Beyond his imposing size, Horne brings experience to a unit in desperate need of seasoning. He started 12 games in 2019, 12 games in 2019, and three out of six games in 2020. He’s been through the college football battles and that’s not something you can say about many defensive tackles at K-State for the 2021 season.
He’s a player that has to be dealt with in the run game, because if you don’t move him with a double team, he’s not going anywhere. His best attribute is his ability to hold the line of scrimmage and eat up the center and guard in the process. He’s not the most explosive athlete, but he doesn’t have to be in K-State’s system because he’ll have a smaller, more explosive defensive tackle lined up next to him looking to go one-on-one with a guard as Horne occupies the other two interior offensive linemen. It’s a thankless, but important job, that stands out in the film room more than on the box score.
That’s not to say Horne is a stiff. In 2019 he registered 41 tackles, 6.5 tackles for loss, and half a sack. In the last full K-State season (also 2019) 41 tackles would give him the third most tackles on the team behind Eli Sullivan and Denzel Goolsby. His 6.5 tackles for loss would put him second, behind Wyatt Hubert’s 12.5, in the category. If he gets his giant mitts on a ball carrier or a quarterback, it’s all over.
What It Means for K-State
This was a position of need for the Wildcats coming into the offseason, and even with the addition of Horne, it’s still an area of need.
Horne will coming into the squad and immediately compete for a starting spot with Jaylen Pickle for the starting nose tackle position next to Eli Huggins. I expect to see him on the field, especially against run dominant teams.

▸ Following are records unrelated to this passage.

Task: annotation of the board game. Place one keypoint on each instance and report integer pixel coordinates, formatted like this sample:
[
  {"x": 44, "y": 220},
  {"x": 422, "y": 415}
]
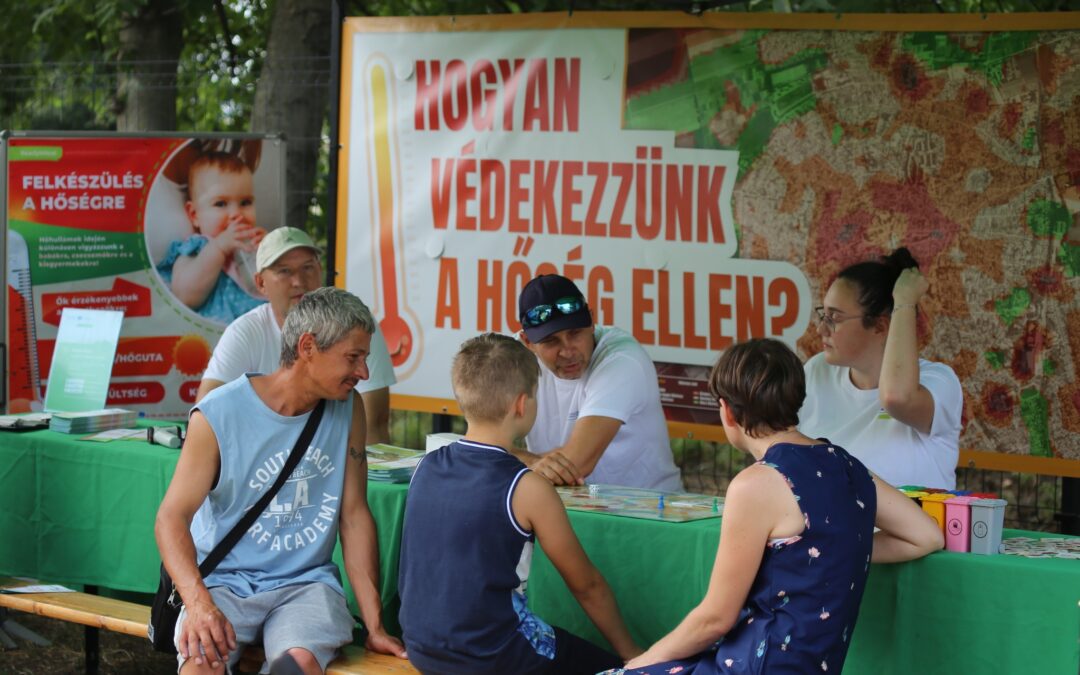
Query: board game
[{"x": 642, "y": 503}]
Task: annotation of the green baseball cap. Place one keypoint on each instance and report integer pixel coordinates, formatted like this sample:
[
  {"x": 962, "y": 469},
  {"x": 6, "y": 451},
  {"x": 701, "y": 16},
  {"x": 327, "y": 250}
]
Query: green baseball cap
[{"x": 280, "y": 241}]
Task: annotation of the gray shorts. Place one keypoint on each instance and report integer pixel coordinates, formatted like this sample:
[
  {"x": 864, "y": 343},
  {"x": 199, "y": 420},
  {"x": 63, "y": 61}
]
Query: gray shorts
[{"x": 309, "y": 616}]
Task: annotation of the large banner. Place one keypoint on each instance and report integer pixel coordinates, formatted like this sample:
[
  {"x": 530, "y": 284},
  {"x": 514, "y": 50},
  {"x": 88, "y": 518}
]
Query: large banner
[
  {"x": 162, "y": 228},
  {"x": 705, "y": 183}
]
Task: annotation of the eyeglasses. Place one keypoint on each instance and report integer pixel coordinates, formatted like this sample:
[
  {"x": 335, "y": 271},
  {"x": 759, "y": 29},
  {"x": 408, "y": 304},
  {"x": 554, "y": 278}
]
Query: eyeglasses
[
  {"x": 829, "y": 320},
  {"x": 542, "y": 313}
]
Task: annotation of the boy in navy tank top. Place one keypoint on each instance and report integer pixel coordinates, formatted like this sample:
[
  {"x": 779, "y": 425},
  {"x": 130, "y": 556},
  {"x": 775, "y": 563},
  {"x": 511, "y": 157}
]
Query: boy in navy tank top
[{"x": 472, "y": 515}]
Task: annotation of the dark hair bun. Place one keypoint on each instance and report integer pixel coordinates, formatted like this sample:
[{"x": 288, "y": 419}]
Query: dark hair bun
[{"x": 901, "y": 259}]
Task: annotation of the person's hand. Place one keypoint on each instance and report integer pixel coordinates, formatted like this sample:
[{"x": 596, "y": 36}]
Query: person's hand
[
  {"x": 909, "y": 287},
  {"x": 206, "y": 635},
  {"x": 558, "y": 469},
  {"x": 383, "y": 643},
  {"x": 639, "y": 661},
  {"x": 238, "y": 235}
]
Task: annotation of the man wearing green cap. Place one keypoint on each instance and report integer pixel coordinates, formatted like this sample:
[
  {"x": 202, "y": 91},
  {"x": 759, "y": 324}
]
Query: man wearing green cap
[{"x": 287, "y": 267}]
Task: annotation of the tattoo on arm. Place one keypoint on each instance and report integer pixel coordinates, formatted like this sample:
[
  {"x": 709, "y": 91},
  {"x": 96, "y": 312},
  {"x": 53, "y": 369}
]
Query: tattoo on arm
[{"x": 358, "y": 455}]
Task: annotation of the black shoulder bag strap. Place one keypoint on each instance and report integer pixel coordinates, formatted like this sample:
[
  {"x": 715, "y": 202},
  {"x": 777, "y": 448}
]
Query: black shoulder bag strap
[{"x": 230, "y": 540}]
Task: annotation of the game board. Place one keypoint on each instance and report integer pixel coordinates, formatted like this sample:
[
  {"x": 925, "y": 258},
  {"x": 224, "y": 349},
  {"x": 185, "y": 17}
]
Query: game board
[{"x": 642, "y": 503}]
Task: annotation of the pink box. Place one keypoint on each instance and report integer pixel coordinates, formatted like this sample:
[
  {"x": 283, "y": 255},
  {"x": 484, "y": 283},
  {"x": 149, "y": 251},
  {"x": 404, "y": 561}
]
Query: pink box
[{"x": 958, "y": 524}]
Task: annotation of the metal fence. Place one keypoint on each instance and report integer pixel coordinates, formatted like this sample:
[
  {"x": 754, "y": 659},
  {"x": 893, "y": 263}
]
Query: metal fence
[{"x": 64, "y": 96}]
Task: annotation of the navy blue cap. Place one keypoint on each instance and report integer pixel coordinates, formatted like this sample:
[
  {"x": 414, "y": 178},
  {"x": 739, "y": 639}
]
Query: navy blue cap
[{"x": 547, "y": 289}]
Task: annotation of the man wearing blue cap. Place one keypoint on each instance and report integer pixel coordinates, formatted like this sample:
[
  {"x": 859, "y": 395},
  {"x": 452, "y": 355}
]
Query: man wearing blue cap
[{"x": 598, "y": 413}]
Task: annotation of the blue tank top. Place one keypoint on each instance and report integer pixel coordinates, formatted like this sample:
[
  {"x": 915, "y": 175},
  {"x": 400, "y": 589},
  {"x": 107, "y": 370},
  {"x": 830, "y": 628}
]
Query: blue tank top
[
  {"x": 464, "y": 562},
  {"x": 293, "y": 541}
]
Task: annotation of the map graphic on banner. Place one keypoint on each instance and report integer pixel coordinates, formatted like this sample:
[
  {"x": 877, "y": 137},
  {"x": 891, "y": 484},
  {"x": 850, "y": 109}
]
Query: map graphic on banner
[
  {"x": 706, "y": 185},
  {"x": 115, "y": 223}
]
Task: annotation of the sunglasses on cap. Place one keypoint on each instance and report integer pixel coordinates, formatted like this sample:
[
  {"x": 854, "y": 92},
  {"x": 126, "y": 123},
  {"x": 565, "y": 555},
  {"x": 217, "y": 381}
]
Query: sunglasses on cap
[{"x": 541, "y": 313}]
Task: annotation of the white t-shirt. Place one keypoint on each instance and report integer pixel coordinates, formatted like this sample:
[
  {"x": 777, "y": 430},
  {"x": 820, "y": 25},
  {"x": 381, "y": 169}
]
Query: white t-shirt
[
  {"x": 620, "y": 382},
  {"x": 853, "y": 419},
  {"x": 252, "y": 343}
]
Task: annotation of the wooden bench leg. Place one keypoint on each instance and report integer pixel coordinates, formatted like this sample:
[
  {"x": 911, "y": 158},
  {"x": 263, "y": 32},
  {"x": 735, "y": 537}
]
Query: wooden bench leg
[{"x": 92, "y": 642}]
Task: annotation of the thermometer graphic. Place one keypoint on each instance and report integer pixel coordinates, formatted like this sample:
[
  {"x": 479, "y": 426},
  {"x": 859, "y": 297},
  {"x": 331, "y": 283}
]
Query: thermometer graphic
[{"x": 402, "y": 340}]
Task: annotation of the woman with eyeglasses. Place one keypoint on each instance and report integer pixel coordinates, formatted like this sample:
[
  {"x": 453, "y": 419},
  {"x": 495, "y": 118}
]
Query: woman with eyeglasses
[{"x": 868, "y": 390}]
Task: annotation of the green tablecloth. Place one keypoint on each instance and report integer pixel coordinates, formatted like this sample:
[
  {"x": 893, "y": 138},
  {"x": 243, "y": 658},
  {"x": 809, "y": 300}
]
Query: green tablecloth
[
  {"x": 949, "y": 612},
  {"x": 79, "y": 512}
]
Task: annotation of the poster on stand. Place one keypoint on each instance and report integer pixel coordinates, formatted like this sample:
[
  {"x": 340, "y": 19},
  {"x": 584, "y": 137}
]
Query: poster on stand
[{"x": 162, "y": 228}]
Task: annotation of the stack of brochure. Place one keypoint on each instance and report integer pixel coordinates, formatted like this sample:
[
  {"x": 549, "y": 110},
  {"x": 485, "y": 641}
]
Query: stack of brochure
[
  {"x": 91, "y": 421},
  {"x": 29, "y": 420},
  {"x": 389, "y": 463}
]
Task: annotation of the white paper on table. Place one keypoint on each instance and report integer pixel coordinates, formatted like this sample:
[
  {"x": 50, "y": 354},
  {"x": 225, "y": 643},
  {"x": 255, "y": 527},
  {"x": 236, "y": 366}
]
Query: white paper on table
[{"x": 116, "y": 434}]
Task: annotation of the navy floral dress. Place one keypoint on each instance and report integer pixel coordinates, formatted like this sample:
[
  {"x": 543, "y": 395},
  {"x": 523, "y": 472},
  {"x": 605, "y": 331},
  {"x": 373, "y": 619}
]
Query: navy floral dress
[{"x": 802, "y": 605}]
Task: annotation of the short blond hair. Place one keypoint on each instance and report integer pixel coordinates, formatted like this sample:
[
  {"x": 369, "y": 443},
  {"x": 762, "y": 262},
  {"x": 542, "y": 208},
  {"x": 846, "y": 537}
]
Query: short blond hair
[{"x": 488, "y": 373}]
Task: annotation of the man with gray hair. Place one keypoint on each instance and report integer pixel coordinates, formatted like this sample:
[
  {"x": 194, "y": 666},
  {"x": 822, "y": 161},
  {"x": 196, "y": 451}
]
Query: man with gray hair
[{"x": 279, "y": 582}]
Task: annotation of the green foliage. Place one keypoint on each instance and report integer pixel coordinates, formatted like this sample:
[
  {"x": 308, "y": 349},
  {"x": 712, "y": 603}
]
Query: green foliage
[{"x": 61, "y": 59}]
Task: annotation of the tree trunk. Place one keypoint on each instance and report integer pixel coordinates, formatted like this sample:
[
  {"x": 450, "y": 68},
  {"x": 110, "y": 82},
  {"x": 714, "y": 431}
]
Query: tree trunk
[
  {"x": 292, "y": 94},
  {"x": 150, "y": 43}
]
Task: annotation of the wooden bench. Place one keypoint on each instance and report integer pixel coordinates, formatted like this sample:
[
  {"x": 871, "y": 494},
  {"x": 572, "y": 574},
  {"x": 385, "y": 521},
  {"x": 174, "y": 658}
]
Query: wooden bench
[{"x": 95, "y": 612}]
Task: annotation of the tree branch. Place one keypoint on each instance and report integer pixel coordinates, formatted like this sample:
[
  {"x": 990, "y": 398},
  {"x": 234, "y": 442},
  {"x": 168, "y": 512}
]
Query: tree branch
[{"x": 224, "y": 19}]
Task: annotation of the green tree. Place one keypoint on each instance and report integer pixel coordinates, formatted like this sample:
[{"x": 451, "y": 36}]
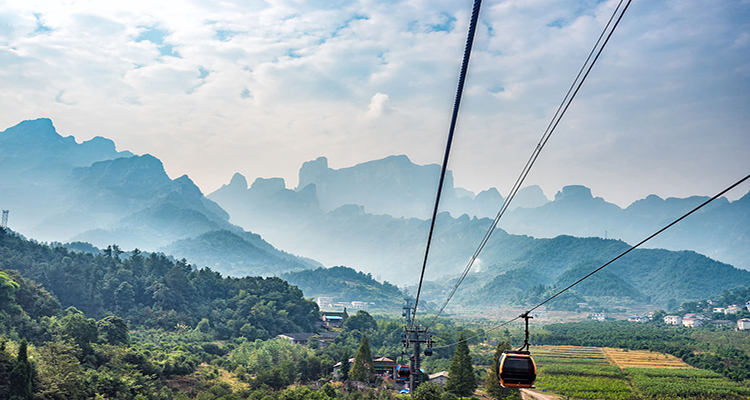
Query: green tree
[
  {"x": 362, "y": 321},
  {"x": 81, "y": 329},
  {"x": 22, "y": 375},
  {"x": 492, "y": 383},
  {"x": 344, "y": 371},
  {"x": 60, "y": 373},
  {"x": 461, "y": 380},
  {"x": 428, "y": 391},
  {"x": 114, "y": 330},
  {"x": 362, "y": 370}
]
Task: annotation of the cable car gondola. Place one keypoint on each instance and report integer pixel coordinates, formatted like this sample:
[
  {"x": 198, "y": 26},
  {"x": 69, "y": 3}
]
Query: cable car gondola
[
  {"x": 403, "y": 371},
  {"x": 516, "y": 369}
]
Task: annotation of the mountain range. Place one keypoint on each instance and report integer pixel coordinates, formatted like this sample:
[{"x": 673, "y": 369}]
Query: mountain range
[
  {"x": 60, "y": 190},
  {"x": 370, "y": 217},
  {"x": 338, "y": 227}
]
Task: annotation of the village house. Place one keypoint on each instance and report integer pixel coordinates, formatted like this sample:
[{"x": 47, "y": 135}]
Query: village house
[
  {"x": 304, "y": 338},
  {"x": 732, "y": 309},
  {"x": 598, "y": 317},
  {"x": 325, "y": 302},
  {"x": 440, "y": 378},
  {"x": 332, "y": 319},
  {"x": 297, "y": 338},
  {"x": 383, "y": 366},
  {"x": 359, "y": 305},
  {"x": 692, "y": 322}
]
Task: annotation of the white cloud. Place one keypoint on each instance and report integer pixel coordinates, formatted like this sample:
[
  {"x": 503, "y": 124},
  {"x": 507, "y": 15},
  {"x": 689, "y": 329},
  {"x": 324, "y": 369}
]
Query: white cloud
[{"x": 664, "y": 110}]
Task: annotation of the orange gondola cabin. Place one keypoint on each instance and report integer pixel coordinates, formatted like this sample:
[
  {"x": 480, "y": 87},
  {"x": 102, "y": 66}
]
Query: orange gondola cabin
[{"x": 516, "y": 370}]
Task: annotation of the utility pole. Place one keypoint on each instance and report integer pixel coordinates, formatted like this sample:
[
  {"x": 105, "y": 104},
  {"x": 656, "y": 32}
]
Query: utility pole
[{"x": 414, "y": 336}]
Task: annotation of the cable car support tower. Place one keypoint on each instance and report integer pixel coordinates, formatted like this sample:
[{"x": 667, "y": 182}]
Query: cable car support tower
[{"x": 414, "y": 336}]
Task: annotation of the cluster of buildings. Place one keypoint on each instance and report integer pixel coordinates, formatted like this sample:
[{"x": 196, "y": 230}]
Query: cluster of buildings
[
  {"x": 692, "y": 320},
  {"x": 326, "y": 303},
  {"x": 386, "y": 368}
]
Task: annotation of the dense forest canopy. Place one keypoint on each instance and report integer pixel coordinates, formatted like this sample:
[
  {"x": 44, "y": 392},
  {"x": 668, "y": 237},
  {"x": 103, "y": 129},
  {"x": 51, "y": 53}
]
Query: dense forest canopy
[{"x": 153, "y": 291}]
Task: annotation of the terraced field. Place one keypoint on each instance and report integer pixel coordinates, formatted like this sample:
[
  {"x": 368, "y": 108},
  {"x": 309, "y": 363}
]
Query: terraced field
[
  {"x": 643, "y": 359},
  {"x": 615, "y": 374}
]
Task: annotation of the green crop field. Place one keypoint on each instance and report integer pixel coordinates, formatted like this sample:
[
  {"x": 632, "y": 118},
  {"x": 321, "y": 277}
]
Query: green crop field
[{"x": 590, "y": 373}]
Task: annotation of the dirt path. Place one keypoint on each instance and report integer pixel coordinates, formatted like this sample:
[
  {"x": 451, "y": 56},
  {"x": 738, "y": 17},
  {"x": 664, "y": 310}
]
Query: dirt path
[{"x": 528, "y": 394}]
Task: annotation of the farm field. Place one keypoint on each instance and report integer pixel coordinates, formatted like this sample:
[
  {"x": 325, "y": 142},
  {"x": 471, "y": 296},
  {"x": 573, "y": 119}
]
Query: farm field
[{"x": 615, "y": 374}]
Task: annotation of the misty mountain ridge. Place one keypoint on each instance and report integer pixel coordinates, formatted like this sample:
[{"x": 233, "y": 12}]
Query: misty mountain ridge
[
  {"x": 318, "y": 207},
  {"x": 129, "y": 200},
  {"x": 60, "y": 190}
]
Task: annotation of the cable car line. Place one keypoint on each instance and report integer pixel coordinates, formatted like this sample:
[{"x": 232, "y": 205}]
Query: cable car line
[
  {"x": 561, "y": 110},
  {"x": 454, "y": 117},
  {"x": 609, "y": 262}
]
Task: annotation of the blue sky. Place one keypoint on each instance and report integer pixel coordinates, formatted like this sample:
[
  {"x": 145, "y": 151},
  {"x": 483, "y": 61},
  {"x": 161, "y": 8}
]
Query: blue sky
[{"x": 259, "y": 87}]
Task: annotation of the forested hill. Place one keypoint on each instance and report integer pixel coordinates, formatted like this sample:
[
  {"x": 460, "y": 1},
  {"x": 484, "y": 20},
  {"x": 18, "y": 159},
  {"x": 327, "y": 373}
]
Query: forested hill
[
  {"x": 153, "y": 291},
  {"x": 346, "y": 285}
]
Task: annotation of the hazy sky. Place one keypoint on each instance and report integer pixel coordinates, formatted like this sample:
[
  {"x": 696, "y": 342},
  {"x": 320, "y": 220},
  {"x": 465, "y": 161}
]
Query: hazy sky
[{"x": 259, "y": 87}]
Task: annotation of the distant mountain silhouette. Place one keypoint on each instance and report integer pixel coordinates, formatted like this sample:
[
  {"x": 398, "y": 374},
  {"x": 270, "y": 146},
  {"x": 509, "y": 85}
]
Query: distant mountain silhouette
[
  {"x": 344, "y": 230},
  {"x": 60, "y": 190},
  {"x": 396, "y": 186}
]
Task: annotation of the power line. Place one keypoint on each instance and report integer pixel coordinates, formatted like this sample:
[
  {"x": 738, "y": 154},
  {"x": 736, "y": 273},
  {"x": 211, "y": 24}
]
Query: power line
[
  {"x": 612, "y": 260},
  {"x": 561, "y": 110},
  {"x": 454, "y": 117}
]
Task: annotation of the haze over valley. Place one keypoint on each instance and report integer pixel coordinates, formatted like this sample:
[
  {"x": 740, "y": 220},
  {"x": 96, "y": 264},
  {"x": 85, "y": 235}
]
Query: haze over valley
[{"x": 372, "y": 217}]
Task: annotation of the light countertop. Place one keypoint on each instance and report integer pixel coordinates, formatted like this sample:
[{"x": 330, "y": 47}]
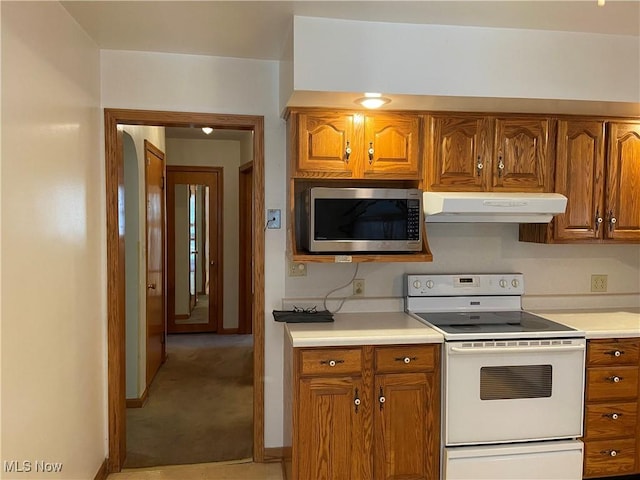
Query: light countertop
[
  {"x": 379, "y": 328},
  {"x": 609, "y": 323}
]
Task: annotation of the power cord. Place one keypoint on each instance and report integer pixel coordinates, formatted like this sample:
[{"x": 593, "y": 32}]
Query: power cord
[{"x": 342, "y": 300}]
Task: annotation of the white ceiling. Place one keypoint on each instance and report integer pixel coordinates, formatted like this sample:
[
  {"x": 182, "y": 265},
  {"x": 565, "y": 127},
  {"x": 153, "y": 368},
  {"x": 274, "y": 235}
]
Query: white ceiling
[{"x": 259, "y": 29}]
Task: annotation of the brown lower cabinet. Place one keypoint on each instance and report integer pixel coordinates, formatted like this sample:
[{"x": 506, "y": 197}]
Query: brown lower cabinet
[
  {"x": 364, "y": 412},
  {"x": 611, "y": 426}
]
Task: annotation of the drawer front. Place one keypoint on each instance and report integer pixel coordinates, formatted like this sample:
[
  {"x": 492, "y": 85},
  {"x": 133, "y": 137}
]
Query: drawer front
[
  {"x": 410, "y": 358},
  {"x": 610, "y": 420},
  {"x": 609, "y": 457},
  {"x": 331, "y": 361},
  {"x": 613, "y": 352},
  {"x": 602, "y": 384}
]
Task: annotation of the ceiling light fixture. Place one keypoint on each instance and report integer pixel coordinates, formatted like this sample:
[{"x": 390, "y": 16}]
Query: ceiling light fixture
[{"x": 373, "y": 100}]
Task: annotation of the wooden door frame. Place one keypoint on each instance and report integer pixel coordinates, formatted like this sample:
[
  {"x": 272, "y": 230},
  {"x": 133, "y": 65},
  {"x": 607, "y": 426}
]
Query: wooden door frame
[
  {"x": 245, "y": 228},
  {"x": 217, "y": 229},
  {"x": 114, "y": 170}
]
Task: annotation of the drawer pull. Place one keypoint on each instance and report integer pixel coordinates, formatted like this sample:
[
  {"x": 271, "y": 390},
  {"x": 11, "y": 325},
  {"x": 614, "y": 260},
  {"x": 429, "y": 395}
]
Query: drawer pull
[
  {"x": 405, "y": 359},
  {"x": 615, "y": 353},
  {"x": 331, "y": 363},
  {"x": 612, "y": 416},
  {"x": 611, "y": 453}
]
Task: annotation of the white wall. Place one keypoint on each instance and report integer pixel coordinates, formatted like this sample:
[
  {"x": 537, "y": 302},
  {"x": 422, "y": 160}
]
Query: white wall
[
  {"x": 219, "y": 85},
  {"x": 52, "y": 244},
  {"x": 225, "y": 154},
  {"x": 441, "y": 60},
  {"x": 137, "y": 280}
]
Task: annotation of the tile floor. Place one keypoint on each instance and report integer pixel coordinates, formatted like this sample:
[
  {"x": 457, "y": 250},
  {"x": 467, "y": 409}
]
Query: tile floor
[{"x": 205, "y": 471}]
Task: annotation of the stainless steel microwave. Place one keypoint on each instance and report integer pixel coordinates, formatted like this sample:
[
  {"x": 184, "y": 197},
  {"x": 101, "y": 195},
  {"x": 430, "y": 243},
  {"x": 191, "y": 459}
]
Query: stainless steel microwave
[{"x": 365, "y": 220}]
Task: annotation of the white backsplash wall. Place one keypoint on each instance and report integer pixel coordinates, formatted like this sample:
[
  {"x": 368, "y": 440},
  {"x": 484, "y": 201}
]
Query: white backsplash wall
[{"x": 556, "y": 276}]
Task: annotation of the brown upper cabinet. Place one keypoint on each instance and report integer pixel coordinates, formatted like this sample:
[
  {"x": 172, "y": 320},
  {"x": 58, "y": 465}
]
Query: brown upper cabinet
[
  {"x": 600, "y": 180},
  {"x": 340, "y": 144},
  {"x": 469, "y": 152}
]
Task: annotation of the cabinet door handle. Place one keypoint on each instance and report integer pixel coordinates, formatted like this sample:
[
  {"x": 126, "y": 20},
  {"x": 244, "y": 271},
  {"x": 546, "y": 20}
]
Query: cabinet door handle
[
  {"x": 331, "y": 363},
  {"x": 500, "y": 166},
  {"x": 612, "y": 416},
  {"x": 406, "y": 360},
  {"x": 615, "y": 353},
  {"x": 612, "y": 221},
  {"x": 381, "y": 399}
]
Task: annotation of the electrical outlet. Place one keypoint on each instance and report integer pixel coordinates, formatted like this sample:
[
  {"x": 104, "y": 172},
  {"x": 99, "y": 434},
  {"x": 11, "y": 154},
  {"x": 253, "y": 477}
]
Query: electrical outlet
[
  {"x": 598, "y": 283},
  {"x": 297, "y": 269}
]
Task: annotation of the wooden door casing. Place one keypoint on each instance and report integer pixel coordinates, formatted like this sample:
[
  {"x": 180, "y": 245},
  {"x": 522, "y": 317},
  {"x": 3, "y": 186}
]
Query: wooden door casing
[
  {"x": 392, "y": 146},
  {"x": 580, "y": 177},
  {"x": 155, "y": 254},
  {"x": 459, "y": 158},
  {"x": 521, "y": 160},
  {"x": 333, "y": 431},
  {"x": 400, "y": 449},
  {"x": 623, "y": 182}
]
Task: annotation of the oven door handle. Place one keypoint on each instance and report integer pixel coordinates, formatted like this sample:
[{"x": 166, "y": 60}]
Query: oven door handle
[{"x": 489, "y": 350}]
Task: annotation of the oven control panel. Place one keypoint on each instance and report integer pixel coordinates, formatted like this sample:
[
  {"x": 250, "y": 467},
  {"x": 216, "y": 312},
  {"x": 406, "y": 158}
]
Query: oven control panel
[{"x": 438, "y": 285}]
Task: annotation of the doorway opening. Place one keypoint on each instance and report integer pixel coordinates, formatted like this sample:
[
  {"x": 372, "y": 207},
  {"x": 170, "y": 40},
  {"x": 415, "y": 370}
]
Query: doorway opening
[{"x": 116, "y": 262}]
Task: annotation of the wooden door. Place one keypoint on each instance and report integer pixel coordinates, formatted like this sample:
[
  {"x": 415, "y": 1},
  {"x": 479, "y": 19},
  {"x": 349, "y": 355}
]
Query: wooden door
[
  {"x": 245, "y": 282},
  {"x": 622, "y": 214},
  {"x": 392, "y": 146},
  {"x": 521, "y": 161},
  {"x": 580, "y": 177},
  {"x": 155, "y": 275},
  {"x": 194, "y": 234},
  {"x": 459, "y": 153},
  {"x": 404, "y": 427},
  {"x": 334, "y": 433},
  {"x": 328, "y": 143}
]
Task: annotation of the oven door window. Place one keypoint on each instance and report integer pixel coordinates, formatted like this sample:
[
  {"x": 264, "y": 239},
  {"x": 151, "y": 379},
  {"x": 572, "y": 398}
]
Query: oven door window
[{"x": 515, "y": 382}]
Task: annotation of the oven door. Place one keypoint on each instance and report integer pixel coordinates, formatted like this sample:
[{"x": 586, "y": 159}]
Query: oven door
[{"x": 512, "y": 391}]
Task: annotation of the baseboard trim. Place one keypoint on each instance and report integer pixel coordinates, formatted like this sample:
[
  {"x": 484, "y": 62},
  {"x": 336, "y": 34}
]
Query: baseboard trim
[
  {"x": 273, "y": 454},
  {"x": 102, "y": 472},
  {"x": 138, "y": 402}
]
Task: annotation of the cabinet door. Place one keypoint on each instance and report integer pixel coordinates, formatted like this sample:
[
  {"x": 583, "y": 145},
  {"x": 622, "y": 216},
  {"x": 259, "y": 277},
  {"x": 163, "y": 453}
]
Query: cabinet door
[
  {"x": 327, "y": 144},
  {"x": 406, "y": 437},
  {"x": 623, "y": 182},
  {"x": 458, "y": 156},
  {"x": 580, "y": 177},
  {"x": 334, "y": 438},
  {"x": 521, "y": 161},
  {"x": 392, "y": 146}
]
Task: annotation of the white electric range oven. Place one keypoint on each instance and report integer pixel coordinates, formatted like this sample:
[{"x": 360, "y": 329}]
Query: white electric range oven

Ideally, you want a five defensive tackle rotation, and the Wildcats didn’t come close to that because of injuries and Covid last season. When you see a defense getting gashed between the tackles in the 4th quarter, it usually means the defensive tackles are toast. When you rotate defensive tackles, ideally you want to sub out two for two. The inner workings of the defensive line are more complicated that they appear on television, between slants, stunts, and twists and it’s nice to have two guys that regularly play next to each other on the field at the same time. Adding Horne to the roster allows the coaching staff that luxury, and gives them some breathing room when the injury bug inevitably bites Kansas State in the hind quarters.
This is a one year rental, and gives the coaching staff a chance to get Pickle another year of experience before having to start. I like Pickle’s talent, but he’s still raw. Another year in the program without having to carry the load at defensive tackle should help his development. This is another example of the coaching staff using the transfer portal to give guys further down the roster the time they need to develop. Coaching is all about putting players in a place where they can succeed, and putting a guy on the field before they are ready, more often than not, results in failure.
I wouldn’t be surprised to see K-State make a late run at a grad transfer defensive tackle, unless they are certain that Brayden Wood can come in and make an immediate impact.
If you read this article before 4:00, you got a version that included an alternate reality where Drew Wiley had yet to announce he was leaving. Sadly, I’ve warped back into the current timeline where Wiley is off to seek his corporate fortunes, and changed up the article to reflect my new reality.